TALLIS

Historic site, historic sounds: the Tallis Scholars were in town again on Sunday
night, performing their superb repertory of Renaissance liturgical music, and
also performing their familiar miracle of cleansing the ears and raising the
spirit with the pure beauty of their singing.
This was the Scholars’ third visit, always under the aegis of MaryAnn Bonino’s
“Chamber Music in Historic Sites” series, this time at Pasadena’s handsome
neo-Gothic Westminster Presbyterian Church. The space was somewhat smaller than
last year’s venue (the First Congregational in downtown Los Angeles) and the
sound may have been a shade drier. But the gain was in clarity, the chance to
hear the contrapuntal lines in a Palestrina mass and a Lassus motet curl
gracefully and insinuatingly around one another.

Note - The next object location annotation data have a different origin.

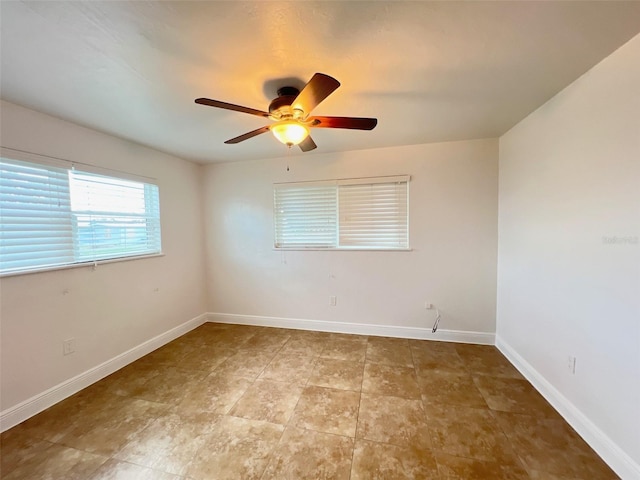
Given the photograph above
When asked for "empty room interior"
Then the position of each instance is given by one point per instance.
(323, 240)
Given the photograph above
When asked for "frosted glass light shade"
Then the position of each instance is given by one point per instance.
(290, 132)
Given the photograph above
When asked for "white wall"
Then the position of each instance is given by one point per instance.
(116, 307)
(453, 233)
(569, 184)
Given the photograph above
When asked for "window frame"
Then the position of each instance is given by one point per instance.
(336, 184)
(53, 163)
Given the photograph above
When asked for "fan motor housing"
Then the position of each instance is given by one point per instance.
(280, 106)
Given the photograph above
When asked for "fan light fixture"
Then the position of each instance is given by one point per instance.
(290, 132)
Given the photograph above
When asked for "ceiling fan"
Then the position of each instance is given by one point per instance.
(291, 113)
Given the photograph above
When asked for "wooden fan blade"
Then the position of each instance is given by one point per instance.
(319, 87)
(307, 144)
(231, 106)
(354, 123)
(248, 135)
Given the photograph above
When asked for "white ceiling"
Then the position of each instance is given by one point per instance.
(429, 71)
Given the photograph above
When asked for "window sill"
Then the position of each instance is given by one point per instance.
(340, 249)
(93, 265)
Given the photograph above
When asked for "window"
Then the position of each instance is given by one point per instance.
(367, 213)
(53, 216)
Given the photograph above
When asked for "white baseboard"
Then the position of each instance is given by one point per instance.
(355, 328)
(30, 407)
(610, 452)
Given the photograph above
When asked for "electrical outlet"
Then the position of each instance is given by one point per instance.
(571, 364)
(68, 346)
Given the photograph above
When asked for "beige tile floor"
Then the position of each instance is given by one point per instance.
(237, 402)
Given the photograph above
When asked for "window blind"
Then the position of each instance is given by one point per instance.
(373, 215)
(35, 230)
(52, 216)
(305, 216)
(364, 213)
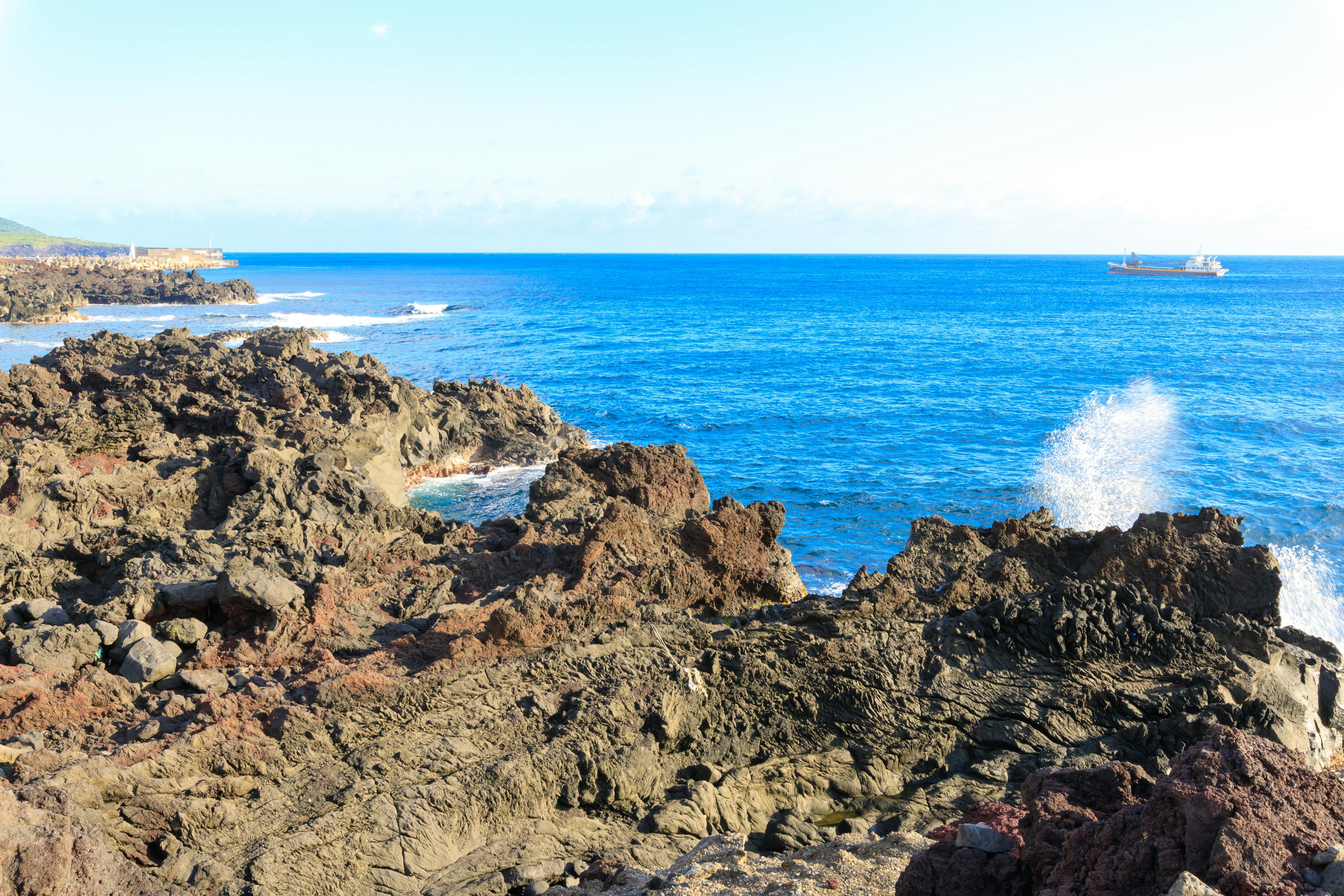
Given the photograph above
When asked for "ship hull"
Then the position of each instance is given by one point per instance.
(1166, 272)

Conductor Peter Phillips had chosen a program in keeping with the season, but
rewarding in any season. Anyone still under the delusion that all Renaissance
choral music sounds alike should have learned otherwise from the juxtaposition
of different composers’ settings of the same text: William Byrd’s quiet,
profound setting of “O magnum mysterium,” for example, against the simpler,
childlike setting by Palestrina. Clearly, the spectrum of musical styles was as
broad four centuries ago as it is today.
And anyone still deluded that early music is all dull and slow must have been
warmed and undeceived by the vitality of the ten-member Tallis group. Their
aim, since their founding in 1978, has been to recreate the authentic spirit,
rather than merely the sound, of old music. That, to Phillips, obviously means
letting go at times, of overstating, say the marvelous interplay of rhythms at
the end of the Gloria in the Palestrina “Ut re me fa” Mass, the crown of
Sunday’s program, to make its proper joyful noise.
And so, Phillips’ work is full of meaningful rhythmic liberties, all in the
quest for vitality. His choir includes women’s voices — five, against five
men, this year — because they are easier to put in tune than the customary
boys’ voices. The effect of his music-making, and that of his marvelously in-
tune small chorus, is to propound the gospel that, above all, early music can
be fun. Sunday’s concert, before a sold-out church, was fun all the way.